Three-dimensional terahertz continuous wave imaging radar for nondestructive testing

• Published in: IEEE access Vol. 8; p. 1
• Main Authors: Zhang, Xiaoxuan, Chang, Tianying, Wang, Zhongmin, Cui, Hong-Liang
• Format: Journal Article
• Language: English
• Published: Piscataway IEEE 01.01.2020; The Institute of Electrical and Electronics Engineers, Inc. (IEEE)
• Subjects: Algorithms; All-solid-state electronics; Bandwidth; Broadband; Continuous radiation; Continuous wave imaging sensors; Destructive testing; Fast Fourier transformations; Free electron lasers; Image reconstruction; Imaging; Imaging radar; Inclusions; Nondestructive testing; Object recognition; Phase unwrapping; Platforms; Quantum cascade lasers; R&D; Radar; Radar imaging; Refractivity; Research & development; Synthetic aperture radar; Terahertz frequencies; Thickness measurement; Three dimensional imaging; Three-dimensional displays; Three-dimensional reconstruction
• ISSN: 2169-3536; 2169-3536
• DOI: 10.1109/ACCESS.2020.3014170

In recent years, our research group has been devoting substantial efforts to the research and development of active all-solid-state electronic terahertz (THz) continuous wave imaging systems for nondestructive testing, which is currently benefitting from the increasing amount of transmitting power, high performance/cost ratio and adaptability to engineering.

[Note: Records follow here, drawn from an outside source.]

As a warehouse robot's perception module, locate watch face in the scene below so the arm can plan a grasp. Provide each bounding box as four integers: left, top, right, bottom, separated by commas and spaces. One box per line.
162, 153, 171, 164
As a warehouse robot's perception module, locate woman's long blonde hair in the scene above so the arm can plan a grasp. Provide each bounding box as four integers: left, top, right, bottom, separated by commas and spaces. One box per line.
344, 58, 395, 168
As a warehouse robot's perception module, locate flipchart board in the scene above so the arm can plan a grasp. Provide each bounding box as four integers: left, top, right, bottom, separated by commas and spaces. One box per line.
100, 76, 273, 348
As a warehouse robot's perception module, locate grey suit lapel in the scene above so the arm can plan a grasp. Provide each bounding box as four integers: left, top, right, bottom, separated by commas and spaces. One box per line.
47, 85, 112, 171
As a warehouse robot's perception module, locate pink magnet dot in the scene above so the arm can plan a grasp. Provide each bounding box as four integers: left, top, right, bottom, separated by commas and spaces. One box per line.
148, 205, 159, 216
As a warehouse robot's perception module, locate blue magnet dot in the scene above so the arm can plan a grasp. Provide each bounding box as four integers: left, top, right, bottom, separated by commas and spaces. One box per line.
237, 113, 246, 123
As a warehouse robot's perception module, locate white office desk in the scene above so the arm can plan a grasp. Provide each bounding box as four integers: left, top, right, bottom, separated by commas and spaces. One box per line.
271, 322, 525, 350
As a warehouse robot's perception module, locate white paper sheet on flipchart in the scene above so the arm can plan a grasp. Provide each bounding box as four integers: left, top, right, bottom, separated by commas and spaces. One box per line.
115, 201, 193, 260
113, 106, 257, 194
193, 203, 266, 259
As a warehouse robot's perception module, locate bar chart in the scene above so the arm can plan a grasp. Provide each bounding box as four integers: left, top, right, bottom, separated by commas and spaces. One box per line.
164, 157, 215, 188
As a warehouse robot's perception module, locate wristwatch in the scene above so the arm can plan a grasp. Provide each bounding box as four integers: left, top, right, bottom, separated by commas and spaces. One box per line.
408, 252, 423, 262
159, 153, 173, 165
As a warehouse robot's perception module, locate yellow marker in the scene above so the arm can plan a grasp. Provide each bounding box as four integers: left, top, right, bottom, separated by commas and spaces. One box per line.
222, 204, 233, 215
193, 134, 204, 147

In this paper, an in-house developed broadband linear frequency modulated continuous wave (LFMCW) three-dimensional (3D) THz imaging system is described, and two sets of experimental platforms are set up to assist the planning and completion of the research, including a narrow-band LFMCW 3D imaging radar and a wide-band stepped-frequency modulated continuous wave 3D imaging radar. For 3D imaging systems, to cope with demanding scenarios and to achieve excellent imaging performance, various reconstruction algorithms are explored. The first is a spectral refinement and correction approach based on fast Fourier transform and modern spectral estimation for accurate thickness measurement. The second is the synthetic aperture radar imaging algorithm for surface detection or internal detection of objects with lower refractive index. The third is a 3D reconstruction algorithm based on half space Green's function and the exploding source model for the interior detection of materials with higher refractive index. The fourth is the frequency interference algorithm combining phase unwrapping to measure uneven and nonplanar surfaces. Exploiting these systems, along with the associated experimental platforms and reconstruction algorithms, we successfully implemented non-destructive testing for objects with various defects and of different materials, such as polymer boards with voids, and foam with inclusions.